Your organization's vision focuses on achieving gender equality. What strategies and initiatives do you think are most effective in raising awareness and promoting a cultural shift towards gender equality in Lebanese society, especially considering the deeply ingrained traditions and social norms in the region?


Rasha Wazneh:

Promoting gender equality in Lebanese society requires a multifaceted approach. This includes educational initiatives, legal reforms, engaging with religious leaders, empowering women economically, and involving men and boys. By adopting these strategies, Lebanon can strive towards building a more inclusive society.


Liliana Matte:

How does your leadership role in the Lebanese Democratic Women’s Gathering help address gender equality challenges in Lebanon? These challenges include low labor market participation by women and their underrepresentation in political leadership positions.


Rasha Wazneh:

As the head of the Advocacy department, my leadership contributes to addressing the issue of women's low market labor participation. We work towards creating an enabling environment for women to enter and thrive in the labor market through advocacy and lobbying efforts. This includes advocating for policies that promote equal opportunities for women in employment, such as anti-discrimination laws and maternity leave provisions. Additionally, by engaging with policymakers and raising awareness about the importance of women's economic empowerment, RDFL helps create a more inclusive labor market for women.


Valentina Rydstrom:

What specific methods has the Lebanese Democratic Women’s Gathering employed to promote feminism in Lebanon? Additionally, what have been their most significant successes and failures?


Rasha Wazneh:

Primarily, RDFL advocates for feminism in Lebanon through legal means. We have been actively lobbying for legislative reforms to protect women's rights and combat gender-based violence. Our campaigns have consistently pushed for the adoption of laws criminalizing domestic violence.

As previously mentioned, we are endorsing laws such as setting a minimum age for marriage, criminalizing marital rape, and advocating for the abolition of discriminatory laws related to nationality and divorce. These discriminatory laws disproportionately affect women.

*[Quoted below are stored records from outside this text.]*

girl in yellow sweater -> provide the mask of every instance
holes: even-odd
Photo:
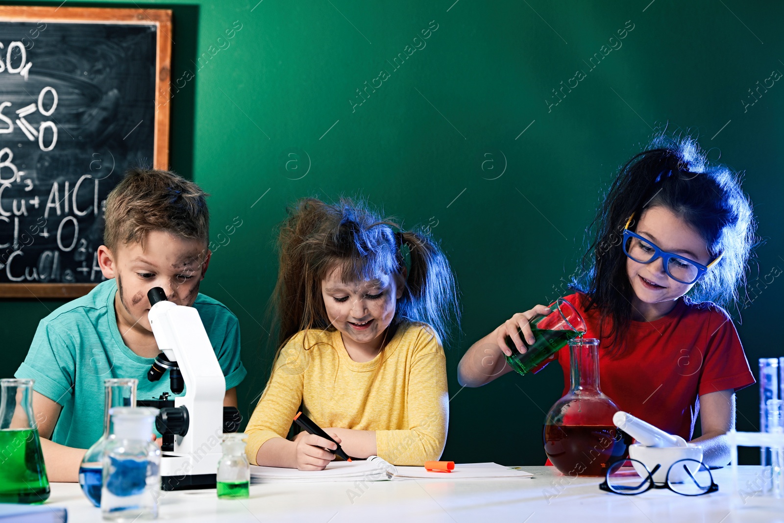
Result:
[[[437,459],[448,417],[441,340],[458,319],[455,280],[427,236],[348,200],[307,198],[278,238],[280,348],[251,416],[251,463],[325,468],[336,445],[301,432],[300,409],[355,458]]]

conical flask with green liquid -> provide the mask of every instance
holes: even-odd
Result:
[[[33,380],[0,380],[0,503],[42,503],[49,479],[33,415]]]

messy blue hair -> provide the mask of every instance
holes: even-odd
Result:
[[[321,283],[335,270],[344,282],[405,275],[391,330],[403,321],[421,321],[445,343],[452,339],[459,322],[456,284],[429,234],[405,231],[366,202],[348,198],[335,204],[303,198],[287,210],[274,291],[279,347],[299,331],[331,328]]]
[[[691,136],[662,133],[620,168],[586,230],[591,243],[572,281],[587,297],[586,308],[600,311],[603,335],[621,342],[616,347],[622,346],[631,321],[633,290],[621,245],[623,228],[633,214],[639,218],[656,206],[694,228],[712,260],[721,256],[687,293],[688,300],[729,307],[738,304],[746,285],[757,223],[740,176],[726,165],[709,162]],[[604,332],[608,324],[609,329]]]

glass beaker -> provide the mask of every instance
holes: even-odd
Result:
[[[0,380],[0,503],[42,503],[49,479],[33,415],[33,380]]]
[[[569,341],[572,387],[545,418],[544,450],[561,472],[604,476],[628,455],[632,438],[612,423],[619,409],[599,388],[599,340]]]
[[[520,354],[512,338],[506,336],[506,345],[512,355],[506,356],[509,365],[521,374],[528,372],[546,359],[564,348],[570,340],[586,332],[586,322],[571,303],[558,298],[550,305],[550,314],[535,316],[528,322],[535,341],[524,353]],[[517,333],[525,342],[522,332]]]
[[[161,492],[161,449],[152,441],[152,424],[158,409],[114,407],[110,413],[113,436],[103,453],[103,519],[155,519]]]
[[[223,455],[218,463],[218,497],[223,499],[247,498],[250,494],[250,464],[245,456],[248,434],[226,433],[220,442]]]
[[[79,485],[82,485],[85,496],[96,507],[100,507],[103,452],[111,437],[109,411],[112,407],[136,406],[138,384],[139,380],[132,378],[110,378],[103,380],[103,434],[87,449],[79,467]]]

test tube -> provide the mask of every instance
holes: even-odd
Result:
[[[760,358],[760,432],[768,432],[768,400],[779,399],[779,358]],[[760,447],[760,465],[763,468],[763,477],[770,478],[771,449]],[[771,481],[765,481],[762,490],[767,492],[772,486]]]
[[[779,376],[779,387],[781,387],[779,398],[784,400],[784,356],[779,358],[779,372],[781,373]]]
[[[782,401],[768,400],[768,431],[781,434],[784,432],[784,419],[782,418]],[[777,499],[784,497],[784,448],[771,449],[771,481],[773,484],[773,496]]]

RDFL also provides support services to women who have experienced violence or discrimination. This support is available 24/7 through the RDFL hotline.

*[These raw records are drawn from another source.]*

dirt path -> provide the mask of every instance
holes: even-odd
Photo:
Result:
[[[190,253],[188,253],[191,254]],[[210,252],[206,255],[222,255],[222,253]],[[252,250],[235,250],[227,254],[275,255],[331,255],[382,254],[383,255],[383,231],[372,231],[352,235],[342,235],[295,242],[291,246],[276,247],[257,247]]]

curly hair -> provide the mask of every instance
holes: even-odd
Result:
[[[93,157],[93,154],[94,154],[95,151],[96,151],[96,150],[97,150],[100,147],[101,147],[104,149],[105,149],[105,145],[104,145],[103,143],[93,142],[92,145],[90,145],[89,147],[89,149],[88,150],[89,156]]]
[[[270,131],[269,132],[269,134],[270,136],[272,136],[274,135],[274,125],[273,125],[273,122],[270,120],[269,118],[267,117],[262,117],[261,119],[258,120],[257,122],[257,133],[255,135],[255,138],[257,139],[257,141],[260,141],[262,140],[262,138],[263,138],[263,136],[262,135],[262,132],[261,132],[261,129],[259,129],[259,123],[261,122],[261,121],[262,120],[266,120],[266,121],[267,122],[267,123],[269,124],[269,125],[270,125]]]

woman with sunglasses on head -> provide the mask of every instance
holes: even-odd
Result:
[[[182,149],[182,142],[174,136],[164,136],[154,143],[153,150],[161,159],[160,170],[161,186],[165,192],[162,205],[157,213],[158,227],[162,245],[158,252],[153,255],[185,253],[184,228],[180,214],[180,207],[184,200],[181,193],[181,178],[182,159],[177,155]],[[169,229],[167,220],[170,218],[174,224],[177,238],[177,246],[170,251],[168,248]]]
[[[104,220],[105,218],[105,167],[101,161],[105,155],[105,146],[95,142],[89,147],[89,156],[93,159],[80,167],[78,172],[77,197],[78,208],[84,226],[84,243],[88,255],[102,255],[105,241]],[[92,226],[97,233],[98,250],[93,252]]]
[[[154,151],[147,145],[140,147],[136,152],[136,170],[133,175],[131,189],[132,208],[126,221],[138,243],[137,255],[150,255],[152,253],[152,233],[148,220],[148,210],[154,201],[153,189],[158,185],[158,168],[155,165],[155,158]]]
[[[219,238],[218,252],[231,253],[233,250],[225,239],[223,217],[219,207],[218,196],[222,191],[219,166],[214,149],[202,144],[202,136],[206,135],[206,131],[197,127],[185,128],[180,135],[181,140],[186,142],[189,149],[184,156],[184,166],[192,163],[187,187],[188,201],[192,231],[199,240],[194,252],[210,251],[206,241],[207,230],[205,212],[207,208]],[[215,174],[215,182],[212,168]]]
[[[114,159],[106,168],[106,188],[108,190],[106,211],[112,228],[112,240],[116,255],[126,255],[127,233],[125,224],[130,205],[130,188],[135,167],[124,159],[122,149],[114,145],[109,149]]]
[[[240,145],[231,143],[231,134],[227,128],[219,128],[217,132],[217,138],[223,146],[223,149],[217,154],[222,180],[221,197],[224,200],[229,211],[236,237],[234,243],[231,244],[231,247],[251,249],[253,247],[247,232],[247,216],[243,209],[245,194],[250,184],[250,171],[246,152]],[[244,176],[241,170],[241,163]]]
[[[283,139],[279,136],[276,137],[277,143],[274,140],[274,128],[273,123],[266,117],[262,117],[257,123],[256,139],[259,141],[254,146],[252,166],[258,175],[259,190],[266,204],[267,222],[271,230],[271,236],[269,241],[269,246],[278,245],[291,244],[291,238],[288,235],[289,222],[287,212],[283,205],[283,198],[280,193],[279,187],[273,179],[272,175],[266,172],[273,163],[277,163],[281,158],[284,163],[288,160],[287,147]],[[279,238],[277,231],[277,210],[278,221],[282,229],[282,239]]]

Dr. Juan Carlos Sola Corbacho:

What strategies and initiatives do you suggest for effectively addressing and combating gender-based violence in society?


Rasha Wazneh:

I believe that through continuous effort, vital force, and the promotion of gender equality and women's empowerment, we can achieve significant results. We have made much progress over the years, and I expect more satisfactory outcomes in the future.


Liliana Matte:

Can you provide specific examples of projects by the Lebanese Democratic Women’s Gathering that have significantly advanced women's rights and democracy in Lebanon?


Rasha Wazneh:

RDFL has been an active advocate for legal reforms promoting women's rights and gender equality in Lebanon. We notably campaigned to abolish Article 522 of the Lebanese Penal Code, which permitted rapists to evade punishment by marrying their victims. Apart from the "Not Before 18" campaign, we've implemented numerous projects to enhance women's economic partnerships and entrepreneurship. Furthermore, we spearheaded several initiatives to inspire women to engage in politics, run for office, and take on leadership roles.


Jack Libby:

What are your hopes for the advancement of women's rights, not only in Lebanon but globally, over the next five years?


Rasha Wazneh:

Predicting the exact trajectory of women's rights over the next five years can be challenging. However, there are several areas where we can aim for further advancements, both in Lebanon and globally. A significant way to ensure progress is through legal reforms and the establishment of comprehensive gender equality laws.

It's crucial to improve access to quality education for girls and women, both in Lebanon and worldwide. Governments and organizations should strive for equal opportunities for women in the workforce. This includes addressing wage gaps, promoting entrepreneurship, and providing access to credit and resources. International collaboration and advocacy efforts are also important.